Money moves: Silverthorne sees tax, fee revenues outpace budget by about $1.2M
Sales, nicotine taxes bring unexpected gains to town coffers
Silverthorne has begun conversations on budgeting the next two years, and according to data from the town, how customers are spending money is drastically changing.
“(The budgeting process) has got a theme of ‘a rising tide lifts all boats,’ and certainly that’s the case here,” town manager Ryan Hyland said. “I feel like if we were a marina, we might need to move up the hill at this point because the tide is going up. For some of the charts — whether it is the use of services or sales tax revenue or whatever it is — it is an incredibly different world than five to 10 years ago.”
Because Silverthorne has a two-year budget cycle, the last time early discussions happened was during the COVID-19 pandemic. Finance director Laura Kennedy said that at that time, there was a lot of uncertainty around what revenue would come in. Currently, the year’s revenues are ahead of the budget by about $1.2 million. Expenses for wages are below budget by approximately $500,000 because the town has several openings for positions.
Over the past few years, where most of the town’s sales tax revenue is coming from has changed.
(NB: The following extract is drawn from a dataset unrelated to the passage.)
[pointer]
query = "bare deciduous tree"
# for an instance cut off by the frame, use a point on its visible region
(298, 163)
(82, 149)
Because of Wayfair vs. South Dakota, a Supreme Court case that decided that local municipalities can charge local sales tax on online purchases, a larger percentage of sales tax is now coming from online sales rather than in-person sales from physical locations in town. This does not mean that sales at the outlets in Silverthorne have gone down, but rather that their portion of all sales tax has decreased.
“In 2012, the outlets’ contribution to the town sales tax was higher at 35%, and now they’re down to about 10%,” Kennedy said. “So obviously, our overall revenues have increased, so their contribution has decreased overall.”
Mayor Ann-Marie Sandquist said that in the past, town leaders aimed to make Silverthorne more diversified when it came to where sales tax was coming from.
“I remember though, that one of the concerns back in the day was that the outlets were just a big portion of our sales tax. We did have Target, but the main question was, ‘How do you try to diversify?’” she said. “It would be great to have a grocery store, as well. Having Murdoch’s and having some of these other things in here now is helpful. We’re not a two-legged stool or a three-legged stool anymore.”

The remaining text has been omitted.